Security and governance may sound humdrum, but they are crucial for the success of LCNC technology. Citizen development has progressed considerably over the years, but it’s only recently that the idea of adequately secure and well-governed self-built apps has been given the attention it deserves.

The founders of Zenity take pride in offering a trailblazing solution, highlighting that  “Zenity is the first and only security governance solution for low-code/no-code applications, and doesn’t have direct competition.” Many cybersecurity products were launched over the past few years, but they have focused on SaaS security, protection for SaaS automation, and defense against SaaS third-party risks.

“Such companies might also protect SaaS low-code/no-code automation platforms from a DLP perspective, but no company offers a holistic security governance solution for any kind of low-code/no-code platform, be it LCAP, workflow automation, iPaaaS or RPA,” Zenity’s founders say.

The security and governance advantage that Zenity brings to LCNC technology is more profound than the simplistic or straightforward kind of security offered by conventional app security solutions. It provides governance and security for all apps created with Citizen Automation and Development Platforms (CADP) and Low-Code Application Platforms (LCAP). It covers a wide range of situations where low-code/no-code is put to use. Furthermore, it helps secure interconnected business apps as well as hyper-automation (enabled by these LCNC apps) to support organizations as they make the most out of citizen development.
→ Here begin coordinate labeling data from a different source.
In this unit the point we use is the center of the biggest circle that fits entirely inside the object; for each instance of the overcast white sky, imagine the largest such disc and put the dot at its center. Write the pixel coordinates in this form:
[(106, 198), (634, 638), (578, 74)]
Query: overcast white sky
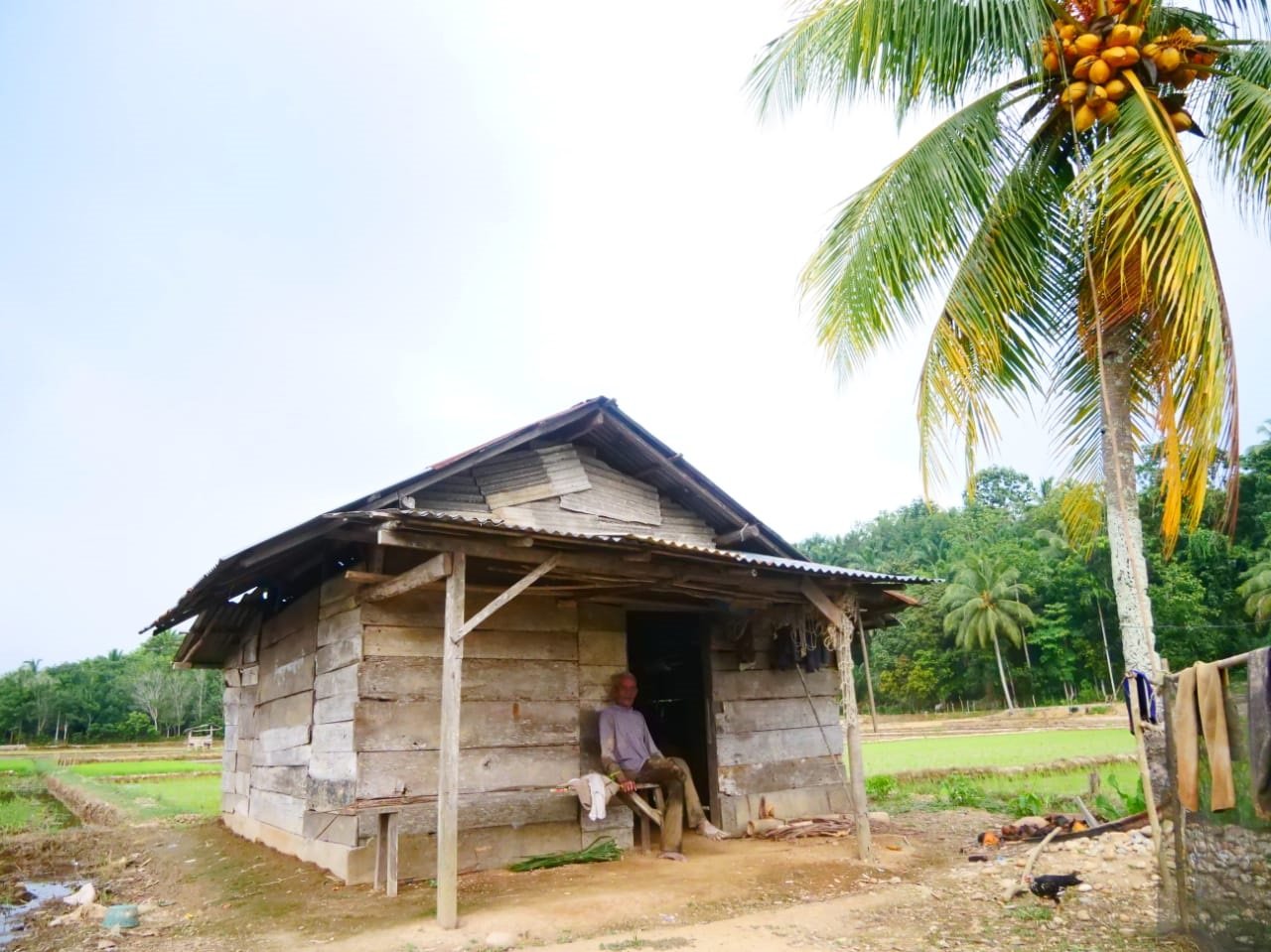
[(262, 258)]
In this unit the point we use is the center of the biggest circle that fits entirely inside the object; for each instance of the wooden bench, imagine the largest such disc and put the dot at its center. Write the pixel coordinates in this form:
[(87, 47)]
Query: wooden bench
[(645, 814)]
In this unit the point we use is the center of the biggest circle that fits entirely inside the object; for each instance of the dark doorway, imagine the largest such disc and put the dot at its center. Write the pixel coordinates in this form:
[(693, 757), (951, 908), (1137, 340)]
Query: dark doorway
[(665, 652)]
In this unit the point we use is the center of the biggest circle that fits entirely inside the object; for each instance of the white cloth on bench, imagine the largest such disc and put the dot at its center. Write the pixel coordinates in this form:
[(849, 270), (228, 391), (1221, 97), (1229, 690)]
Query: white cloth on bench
[(594, 792)]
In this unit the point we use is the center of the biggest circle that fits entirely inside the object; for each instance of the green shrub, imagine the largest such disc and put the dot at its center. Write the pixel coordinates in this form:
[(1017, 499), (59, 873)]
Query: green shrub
[(881, 787), (960, 791)]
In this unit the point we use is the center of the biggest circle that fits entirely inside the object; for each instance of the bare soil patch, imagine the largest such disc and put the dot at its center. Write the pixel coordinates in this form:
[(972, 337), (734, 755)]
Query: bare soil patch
[(216, 892)]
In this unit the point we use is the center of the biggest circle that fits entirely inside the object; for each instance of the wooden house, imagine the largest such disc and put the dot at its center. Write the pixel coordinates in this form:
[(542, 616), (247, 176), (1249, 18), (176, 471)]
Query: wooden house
[(435, 653)]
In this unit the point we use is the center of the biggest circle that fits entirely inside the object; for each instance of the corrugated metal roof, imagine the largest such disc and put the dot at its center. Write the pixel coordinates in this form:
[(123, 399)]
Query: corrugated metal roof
[(747, 558)]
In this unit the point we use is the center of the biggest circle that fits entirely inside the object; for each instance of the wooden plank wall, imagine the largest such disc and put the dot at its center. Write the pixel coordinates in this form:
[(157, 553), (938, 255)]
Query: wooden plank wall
[(241, 675), (277, 779), (332, 776), (775, 739), (532, 678)]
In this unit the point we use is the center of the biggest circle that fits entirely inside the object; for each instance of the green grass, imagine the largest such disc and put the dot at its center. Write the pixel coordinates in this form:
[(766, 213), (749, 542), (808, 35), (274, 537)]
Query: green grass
[(26, 806), (21, 766), (158, 799), (993, 750), (131, 767), (1038, 792)]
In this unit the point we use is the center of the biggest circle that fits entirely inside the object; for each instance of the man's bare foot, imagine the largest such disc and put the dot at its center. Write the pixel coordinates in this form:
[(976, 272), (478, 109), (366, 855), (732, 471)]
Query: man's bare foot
[(711, 832)]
Zenity provides protection for Robotic Process Automation (RPA) bots and virtual agents. It can account for all bots or virtual agents built with an RPA platform and spot risky practices in the use of credentials and identities. This allows organizations to securely take advantage of bots in their operations to free human resources for other more important tasks.

Moreover, Zenity brings governance and security to Integration Platform as a Service (iPaaS) as well as to Intelligent Business Process Management Systems (iBPMS). With these, organizations are assured that the sensitive data exchanged between SaaS apps and on-prem endpoints is safe. Also, it enables developers to automate complex business workflows and stimulate business growth.

Convenient and cost-efficient security and governance solution

Zenity is making low-code/no-code better than ever, mainly by ascertaining that the resulting interconnected applications are secure and do not have vulnerabilities that can be taken advantage of by cybercriminals. It provides cross-platform visibility and takes low-code/no-code apps out of shadow IT to allow organizations to build their security posture without missing anything.

Additionally, Zenity achieves all of these at minimal costs. As a SaaS solution, users only pay whenever they use the platform. There is no hefty flat fee that is essentially wasted when the solution is only used a few times. Organizations also do not need to significantly change the way they build apps with LCNC platforms. Zenity is utilized as a supplemental solution and does not entail costly upfront costs, multiple on-prem software installations, and training costs before deployment.